12/12/2016 - 20:28:32

CTR inicia operação no Agreste e já recebe resíduos do lixão interditado

Até o dia 15 de dezembro, a CTR do Agreste recebe resíduos de Arapiraca e dos municípios do entorno sem custo

ASSESSORIA

A região Agreste começou uma nova fase quanto ao descarte correto de resíduos sólidos, com o início da operação da Central de Tratamento de Resíduos- CTR do Agreste desde a última terça-feira, paralelamente à interdição do lixão de Arapiraca efetuada pelo IMA e o Batalhão de Policiamento Ambiental – PBA.

Até o dia 15 de dezembro, como medida compensatória em relação a eventuais transtornos por conta da interdição, de acordo com Keylle Lima, diretor executivo do Grupo Alagoas Ambiental – empresa responsável pela instalação das únicas duas CTRs em Alagoas – , a Central do Agreste está recebendo, de forma não onerosa, todo e qualquer resíduo  de Arapiraca e de outros municípios do entorno, como: Limoeiro, Igaci e Taquarana, além dos transportadores que  levam resíduo comercial. Mas  a partir do dia 16 de dezembro, a CTR só receberá resíduos através da contratação por licitação, no caso das prefeituras.
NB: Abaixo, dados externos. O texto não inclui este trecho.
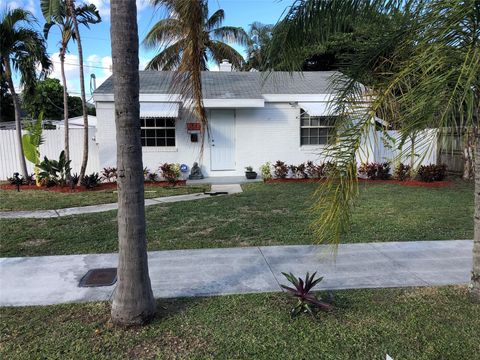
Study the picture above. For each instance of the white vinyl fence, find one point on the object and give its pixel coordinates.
(52, 146)
(388, 147)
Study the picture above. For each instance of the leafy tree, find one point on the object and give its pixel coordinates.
(21, 49)
(172, 36)
(85, 14)
(436, 85)
(56, 9)
(48, 98)
(133, 302)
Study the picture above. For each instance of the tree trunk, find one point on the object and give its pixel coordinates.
(133, 302)
(468, 154)
(475, 283)
(82, 91)
(18, 120)
(65, 104)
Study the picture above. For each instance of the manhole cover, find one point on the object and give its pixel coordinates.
(99, 277)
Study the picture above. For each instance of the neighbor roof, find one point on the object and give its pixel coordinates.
(235, 85)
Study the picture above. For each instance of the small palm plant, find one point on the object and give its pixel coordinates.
(307, 302)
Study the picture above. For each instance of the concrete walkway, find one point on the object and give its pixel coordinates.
(42, 214)
(54, 279)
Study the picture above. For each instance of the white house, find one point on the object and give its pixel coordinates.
(76, 122)
(253, 118)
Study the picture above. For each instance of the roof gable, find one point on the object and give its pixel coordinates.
(235, 85)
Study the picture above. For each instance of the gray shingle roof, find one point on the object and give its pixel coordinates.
(235, 85)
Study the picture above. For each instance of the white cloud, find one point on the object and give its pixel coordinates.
(19, 4)
(94, 64)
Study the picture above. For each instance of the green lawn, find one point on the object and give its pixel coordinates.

Esta é a segunda CTR implantada no estado, com investimento inicial de R$ 14 milhões, atenderá 30 municípios e receberá mais de 1.000 toneladas por dia. O local possui 81 hectares e fica localizado entre os municípios de Craíbas e Arapiraca. A expectativa para o primeiro mês de atividade é receber 5.700 toneladas.

MUDANÇA DE 

CENÁRIO

Com a chegada da  CTR, a região começa a viver um novo cenário ambiental, exterminando a contaminação do solo, através do chorume. Na primeira fase, ela vai receber resíduos domiciliares e comerciais (Classe II); entulhos de construção civil (inerte); material resultante da podação de árvores, dentre outros, além da lagoa de chorume.  Os resíduos produzidos pelos estabelecimentos que atuam na área de saúde, como postos e hospitais (Classe I) vão continuar por enquanto sendo encaminhados para a CTR Metropolitana, no município de Pilar.

REALIDADE

A realidade em Alagoas quanto ao descarte correto não é animadora. Apenas Maceió apresenta um aterro sanitário condizente à Política Nacional de Resíduos Sólidos, que determina a adequação quanto a extinção dos lixões de todos os municípios brasileiros até o próximo ano. No entanto, apenas as CTRs estão 100% licenciadas pelo IMA, ou seja, o aterro da capital alagoana com a licença municipal só pode receber resíduos desse município, diferente das CTRs.

Segundo o diretor-executivo, a sugestão para os municípios que não podem destinar resíduos para as CTRs é implantar estações de transbordo, já que o investimento é menor e a concentração desses resíduos são levados para as CTRs mais próximas.

O lixão é fonte potencial de vetores de várias doenças, provoca vulnerabilidade social, além de causar impacto visual negativo da região. Segundo Keylle Lima, o objetivo do Grupo Alagoas Ambiental, a exemplo do que acontece hoje na CTR Metropolitana, que há um ano funciona no município de Pilar, é contribuir para a preservação do meio ambiente e garantir melhor qualidade de vida para a população das regiões atendidas.